Our Father, who art…
In many ways, the journey toward the new album’s prayerful theme began in January 2014, when New River’s pastor, Jentezen Franklin, challenged their Free Chapel congregation to pray the Lord’s Prayer daily. The trio joined in and almost immediately noticed a positive impact cascading outward as the year unfolded.

“That prayer has strengthened my prayer life and all of our lives so much,” Karen says. When the time came to work on their next record, the group knew they wanted to incorporate the Lord’s Prayer. They did so in the title track.

“I see now why God was preparing us for the trial and the storms that we’re facing right now,” Karen notes.

The fiercest storm hit a few months ago, in February. After the songs for the album were chosen and recorded, but before the mixing process, Karen’s husband, Rickey Gooch — also New River’s road manager and sound technician — was diagnosed with cancer after discovering a knot in his neck. He began aggressive radiation and chemotherapy.

Songs of strength
Karen Peck sees a providential hand in the way the music on the album has encouraged the artists themselves. “These songs, as we’ve listened back for the mixes to get the album in order, have really ministered to me personally,” she says. “Because there is hope. God is bigger than cancer. God is bigger than any mountain. I’m not telling God how big the mountain is anymore; I’m telling the mountain how big my God is.”

Her fellow vocalists, sister Susan Peck and Jeff Hawes, echo the sentiment.

“I’m really excited about this new album,” says Susan, whose favorite among the 11 songs is the piano-rich proclamation, “I Choose Christ.” “More than anything, our desire is to let people know that no matter what circumstances they may be going through, there is hope,” she says. “God is there for you, and He will protect you, and He will care for you. Just keep believing.”

Hawes points to humanity’s longing for meaning and purpose that he believes the new album addresses. “Everybody is searching for something real, for something to hope in, whether you’re already a Christian or not,” says Hawes, who counts the ballad “Blessed” as his favorite tune on the record.

“Every song on Pray Now just breathes the hope that’s in Jesus Christ,” he says. “That’s what we have to cling to. I believe that as singers and artists, it’s our privilege to convey that truth to the audience.”

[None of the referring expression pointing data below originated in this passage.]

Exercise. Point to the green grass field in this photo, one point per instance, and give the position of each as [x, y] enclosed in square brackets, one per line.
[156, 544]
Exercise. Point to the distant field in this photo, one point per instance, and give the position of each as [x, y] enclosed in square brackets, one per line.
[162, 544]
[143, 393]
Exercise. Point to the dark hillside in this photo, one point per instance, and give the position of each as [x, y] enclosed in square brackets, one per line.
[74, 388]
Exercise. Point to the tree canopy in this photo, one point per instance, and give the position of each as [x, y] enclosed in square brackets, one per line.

The album, like the group itself, is seasoned with familial connections. Karen and Rickey’s daughter, Kari, shines on a bonus track, “A Life That’s Good” — a reflective ode to gratitude. A veteran of Homecoming videos and an accomplished stage singer, Kari, 18, like her brother Matthew, “is on a journey with their dad’s cancer, so this is a really sweet song for her, and the words are very timely,” Karen says.

Tried and true but also new
While the season they’re walking through bears an imprint on the new music, Karen emphasizes that the group’s approach remains rooted in its longstanding creative identity. “We never plan the music in advance; we just always go into the studio and let things happen as the Holy Spirit leads,” she says. “That seems to work well for us — to say, ‘Here, God, make these songs like You would have them be.’ And He always does.

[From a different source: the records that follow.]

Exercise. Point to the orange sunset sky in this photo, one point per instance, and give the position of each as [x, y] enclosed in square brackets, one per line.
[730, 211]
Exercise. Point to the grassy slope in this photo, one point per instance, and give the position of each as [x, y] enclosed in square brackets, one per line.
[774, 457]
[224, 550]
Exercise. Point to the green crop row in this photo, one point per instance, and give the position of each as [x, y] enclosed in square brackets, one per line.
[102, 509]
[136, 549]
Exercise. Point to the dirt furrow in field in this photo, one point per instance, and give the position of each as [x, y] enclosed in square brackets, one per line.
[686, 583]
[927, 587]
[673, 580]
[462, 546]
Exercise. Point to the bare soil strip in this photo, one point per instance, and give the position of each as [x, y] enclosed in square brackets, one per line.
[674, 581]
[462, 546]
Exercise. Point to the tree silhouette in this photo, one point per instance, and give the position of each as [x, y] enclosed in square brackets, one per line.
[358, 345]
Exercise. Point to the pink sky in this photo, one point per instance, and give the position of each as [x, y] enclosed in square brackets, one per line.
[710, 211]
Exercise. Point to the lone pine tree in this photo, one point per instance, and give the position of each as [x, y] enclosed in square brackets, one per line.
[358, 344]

“But just in case anyone wonders,” she adds, “we did have a lot of fun making this record. We shed a lot of tears in the studio, but we also shared a lot of laughter. Whether things are easy or hard, His joy is always our strength.”

As the album’s release date approached, Rickey Gooch was soldiering through the final few weeks of his treatments. “We are trusting in the Lord for great things,” Karen Peck says. “We are optimistic. The doctors are optimistic, and we are thanking the Lord that He is helping Rickey though this. We are expecting a full recovery.”